Leidos completes the divestiture of its commercial cyber business and becomes the latest in a long line of government contractors to do the same.

Leidos has closed the sale of its now-former commercial cybersecurity business to Capgemini in order to gain more focus on the government market and highly-regulated industries.

Capgemini will add almost 500 staffers as part of the transaction, the company said Thursday. Terms of the transaction remain undisclosed, but the Washington Business Journal reported in February 2017 that the business generated around $100 million in annual sales at the time.

First announced in June of last year, the deal was subject to review by the Committee on Foreign Investments in the United States given Capgemini is headquartered in Paris.
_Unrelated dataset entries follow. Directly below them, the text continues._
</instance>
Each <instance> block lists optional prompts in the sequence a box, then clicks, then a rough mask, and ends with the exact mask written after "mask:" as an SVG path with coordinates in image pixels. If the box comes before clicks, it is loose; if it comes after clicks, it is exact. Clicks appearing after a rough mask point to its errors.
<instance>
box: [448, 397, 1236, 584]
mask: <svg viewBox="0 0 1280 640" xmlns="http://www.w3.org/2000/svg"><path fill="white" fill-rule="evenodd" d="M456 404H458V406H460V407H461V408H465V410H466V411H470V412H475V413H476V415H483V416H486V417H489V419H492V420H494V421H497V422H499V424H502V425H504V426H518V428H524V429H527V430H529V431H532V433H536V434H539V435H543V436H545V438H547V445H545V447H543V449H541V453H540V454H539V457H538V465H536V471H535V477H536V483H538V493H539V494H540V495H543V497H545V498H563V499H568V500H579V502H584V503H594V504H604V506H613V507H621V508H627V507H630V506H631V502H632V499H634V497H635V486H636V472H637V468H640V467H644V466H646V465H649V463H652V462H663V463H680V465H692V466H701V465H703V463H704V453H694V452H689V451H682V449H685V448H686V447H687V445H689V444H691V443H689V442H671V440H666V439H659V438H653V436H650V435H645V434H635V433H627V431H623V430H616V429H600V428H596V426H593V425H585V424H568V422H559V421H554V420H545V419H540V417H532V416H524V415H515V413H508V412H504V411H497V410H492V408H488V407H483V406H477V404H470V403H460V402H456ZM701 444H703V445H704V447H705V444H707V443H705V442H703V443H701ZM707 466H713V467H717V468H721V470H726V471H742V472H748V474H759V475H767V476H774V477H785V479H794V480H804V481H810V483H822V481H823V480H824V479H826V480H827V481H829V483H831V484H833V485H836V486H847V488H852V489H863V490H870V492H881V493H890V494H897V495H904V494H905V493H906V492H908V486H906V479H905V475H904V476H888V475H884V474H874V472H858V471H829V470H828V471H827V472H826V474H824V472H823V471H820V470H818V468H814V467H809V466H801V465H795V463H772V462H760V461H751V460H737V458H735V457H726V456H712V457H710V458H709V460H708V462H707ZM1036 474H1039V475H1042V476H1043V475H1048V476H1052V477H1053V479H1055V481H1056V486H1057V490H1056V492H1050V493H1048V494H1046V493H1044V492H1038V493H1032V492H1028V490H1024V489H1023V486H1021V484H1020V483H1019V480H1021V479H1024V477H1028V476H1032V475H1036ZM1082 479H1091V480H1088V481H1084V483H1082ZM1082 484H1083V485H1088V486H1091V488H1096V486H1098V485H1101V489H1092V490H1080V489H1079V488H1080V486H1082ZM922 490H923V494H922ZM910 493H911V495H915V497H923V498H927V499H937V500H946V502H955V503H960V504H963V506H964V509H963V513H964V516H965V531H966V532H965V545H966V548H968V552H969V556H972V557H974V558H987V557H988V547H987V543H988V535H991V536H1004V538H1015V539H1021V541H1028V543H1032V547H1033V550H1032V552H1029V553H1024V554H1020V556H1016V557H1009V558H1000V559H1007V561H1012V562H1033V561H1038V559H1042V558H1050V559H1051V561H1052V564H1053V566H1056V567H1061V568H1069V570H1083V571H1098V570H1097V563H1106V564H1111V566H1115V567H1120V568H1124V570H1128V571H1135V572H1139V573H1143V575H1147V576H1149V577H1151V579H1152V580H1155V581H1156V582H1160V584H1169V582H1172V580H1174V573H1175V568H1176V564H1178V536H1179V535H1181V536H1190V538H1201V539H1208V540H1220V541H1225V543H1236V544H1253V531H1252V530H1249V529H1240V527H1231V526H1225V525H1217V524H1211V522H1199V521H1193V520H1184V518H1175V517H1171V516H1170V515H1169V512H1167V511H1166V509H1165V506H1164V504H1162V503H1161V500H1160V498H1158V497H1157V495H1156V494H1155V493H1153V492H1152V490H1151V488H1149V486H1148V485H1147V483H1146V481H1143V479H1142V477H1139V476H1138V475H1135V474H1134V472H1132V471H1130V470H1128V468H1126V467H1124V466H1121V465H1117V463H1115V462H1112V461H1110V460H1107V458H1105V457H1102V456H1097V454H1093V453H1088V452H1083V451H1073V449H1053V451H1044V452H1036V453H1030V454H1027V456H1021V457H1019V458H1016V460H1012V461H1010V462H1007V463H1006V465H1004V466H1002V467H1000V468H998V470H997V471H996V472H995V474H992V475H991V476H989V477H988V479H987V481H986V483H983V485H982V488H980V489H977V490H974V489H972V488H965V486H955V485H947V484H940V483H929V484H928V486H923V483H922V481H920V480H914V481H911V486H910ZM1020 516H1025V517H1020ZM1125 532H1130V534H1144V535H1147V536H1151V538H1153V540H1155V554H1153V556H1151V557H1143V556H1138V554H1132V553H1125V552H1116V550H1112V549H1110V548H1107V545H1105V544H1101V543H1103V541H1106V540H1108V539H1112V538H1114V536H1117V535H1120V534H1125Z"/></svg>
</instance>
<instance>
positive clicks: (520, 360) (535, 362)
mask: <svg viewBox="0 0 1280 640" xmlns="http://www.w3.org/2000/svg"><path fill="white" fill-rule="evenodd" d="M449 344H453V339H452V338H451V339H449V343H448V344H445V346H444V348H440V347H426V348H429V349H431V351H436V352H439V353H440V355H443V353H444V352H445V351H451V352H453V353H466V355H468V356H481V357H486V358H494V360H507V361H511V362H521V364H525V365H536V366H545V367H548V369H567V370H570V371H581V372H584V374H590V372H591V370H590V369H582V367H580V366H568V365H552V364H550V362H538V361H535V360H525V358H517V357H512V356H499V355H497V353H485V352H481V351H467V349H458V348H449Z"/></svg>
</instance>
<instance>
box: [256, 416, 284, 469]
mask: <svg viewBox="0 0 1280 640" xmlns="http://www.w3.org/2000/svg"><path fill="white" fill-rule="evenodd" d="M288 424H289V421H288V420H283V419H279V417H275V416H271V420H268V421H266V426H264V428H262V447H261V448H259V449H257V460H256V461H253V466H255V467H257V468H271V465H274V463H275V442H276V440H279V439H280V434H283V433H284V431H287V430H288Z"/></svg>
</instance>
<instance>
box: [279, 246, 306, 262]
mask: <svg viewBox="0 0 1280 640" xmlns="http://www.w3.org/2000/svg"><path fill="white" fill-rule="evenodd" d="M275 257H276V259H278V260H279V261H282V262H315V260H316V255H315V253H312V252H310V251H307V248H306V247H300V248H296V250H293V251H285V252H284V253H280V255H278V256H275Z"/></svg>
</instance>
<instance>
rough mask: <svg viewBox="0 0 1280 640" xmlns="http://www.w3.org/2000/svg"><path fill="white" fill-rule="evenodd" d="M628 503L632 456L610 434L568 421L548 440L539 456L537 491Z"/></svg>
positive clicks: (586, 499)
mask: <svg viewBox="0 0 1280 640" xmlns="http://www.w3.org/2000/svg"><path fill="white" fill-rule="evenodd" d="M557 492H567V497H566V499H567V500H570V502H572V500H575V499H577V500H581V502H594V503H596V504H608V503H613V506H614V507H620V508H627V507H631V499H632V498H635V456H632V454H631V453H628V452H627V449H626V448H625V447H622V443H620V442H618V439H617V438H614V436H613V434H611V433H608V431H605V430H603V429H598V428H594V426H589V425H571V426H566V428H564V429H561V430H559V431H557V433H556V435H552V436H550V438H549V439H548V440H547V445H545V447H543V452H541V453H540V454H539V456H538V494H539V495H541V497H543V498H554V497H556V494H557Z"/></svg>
The deal was anticipated to close late last year but CFIUS was closed during the five-week partial government shutdown. That held up final approval of the transaction, Leidos Chief Financial Officer Jim Reagan said Tuesday during an earnings call.

In this divestiture, Leidos becomes the latest government contractor to shed a commercial cyber business after trying to crack that market. Contractors have largely found commercial cyber to be a much more fragmented arena with a different pace and cadence then that in the government market.

“There are so many services and products that are flooding customers and CIOs in the commercial space,” Leidos Civil Group President Angela Heise told WT last year. “You have to maintain a really strong sales force that has the relationships with the CIOs and you have to constantly be evolving to react to all the new entrants to that space.”

Lockheed Martin was in the process of developing its own commercial cyber business at the time of its 2014 acquisition of Industrial Defender. Both entities merged together under Lockheed’s former IT services business, which then merged into Leidos in 2016.

Raytheon remains the lone large, blue chip government contractor involved in commercial cyber through the Forcepoint joint venture they hold a majority ownership of.